03.11.2020

Toprak: Politischer Islam bereitet Boden für Anschläge

Jens Bayer-Gimm
epd

Gießen (epd). Nach den Anschlägen von Wien, Lyon, Nizza, Paris und Dresden in den vergangenen Wochen mutmaßlich durch Islamisten hat der Sprecher der Initiative Säkularer Islam in Deutschland, Ali Ertan Toprak, Regierung und Kirchen in Deutschland ein Zurückweichen gegenüber dem politischen Islam vorgeworfen. "Der politische Islam führt seit Jahren Krieg gegen den Westen, und wir wollen es nicht wahrhaben", sagte Toprak, der auch Präsident der Bundesarbeitsgemeinschaft der Immigrantenverbände ist, am Dienstag dem Evangelischen Pressedienst (epd). "Unsere Demokratie ist in Gefahr, weil sie offen bekämpft wird."

Der politische Islam dürfe nicht länger unter dem Deckmantel der Religionsfreiheit agieren, warnte Toprak.

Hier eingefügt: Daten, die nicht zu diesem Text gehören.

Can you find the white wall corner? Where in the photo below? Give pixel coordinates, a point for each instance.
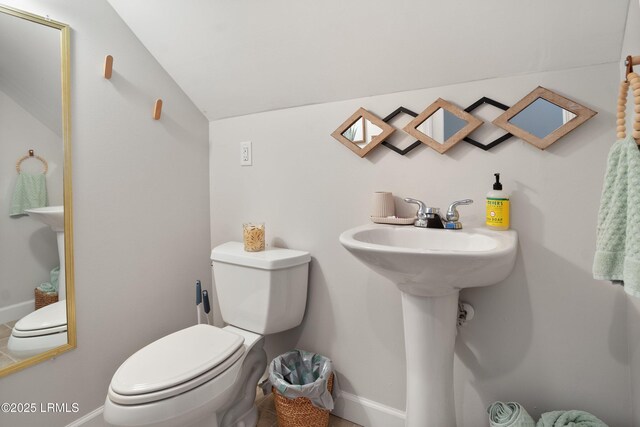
(367, 412)
(92, 419)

Islamisten instrumentalisieren nach Definition des Verfassungsschutzes den Islam für politischen Zwecke und streben die Umformung des freiheitlich-demokratischen Rechtsstaats in einen islamischen Staat an. Der politische Islam bereite den Boden für den extremistischen Dschihadismus, erklärte Toprak. Wenn der Vorsitzende des Zentralrats der Muslime in Deutschland, Aiman Mazyek, nach den Morden in Nizza sage, man müsse die Eskalationsspirale der Extremisten durchbrechen, mache er auch die Redaktion von Charlie Hebdo und den französischen Präsidenten Emmanuel Macron für die Morde mitverantwortlich und erkläre auch die Muslime zu Opfern. 

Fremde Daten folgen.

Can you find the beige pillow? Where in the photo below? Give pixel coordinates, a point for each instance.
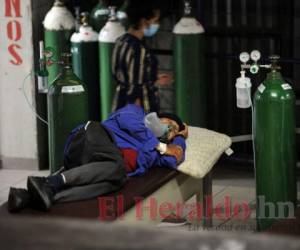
(204, 148)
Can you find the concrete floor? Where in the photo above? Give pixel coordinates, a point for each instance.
(239, 186)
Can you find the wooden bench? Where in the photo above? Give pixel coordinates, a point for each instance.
(162, 184)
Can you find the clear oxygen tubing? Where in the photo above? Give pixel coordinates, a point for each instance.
(252, 134)
(27, 100)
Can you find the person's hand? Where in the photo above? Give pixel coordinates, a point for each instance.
(185, 132)
(164, 79)
(176, 151)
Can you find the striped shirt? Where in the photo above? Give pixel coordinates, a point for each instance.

"Das ist eine Täter-Opfer-Umkehr", kritisierte Toprak. Mit Pinsel und Stiften könne man keine Menschen töten, sagte er mit Bezug auf die französische Satire-Zeitschrift. Gegen die Überschreitung von Grenzen könne man im Rechtsstaat die Gerichte anrufen. Eine islamistische Ausrichtung der Islamverbände in Deutschland lasse sich auch daran erkennen, dass diese einerseits die AfD für rechtsextremistischen Terror mit verantwortlich machten, andererseits aber behaupteten, die Anschläge von Islamisten hätten nichts mit dem Islam zu tun. 

Stattdessen wollten die Islamverbände, wie der Zentralrat der Muslime, Ditib oder der Islamrat, Kritik am politischen Islam tabuisieren, indem sie den Kampf gegen Islamfeindlichkeit, Islamophobie und antimuslimischen Rassismus propagierten. Regierungen in Deutschland, Kirchen und Linke hätten diese Begriffe kritiklos übernommen. "Die Verbände haben ihr Ziel fast erreicht", sagte Toprak. "Jeder Organisation entgegenzutreten, die dem Islamismus den Boden bereitet - diesen Mut hat die Politik in Deutschland nicht", klagte er. "In Europa entsteht eine Gegengesellschaft, die aggressiv die freiheitliche Ordnung angreift."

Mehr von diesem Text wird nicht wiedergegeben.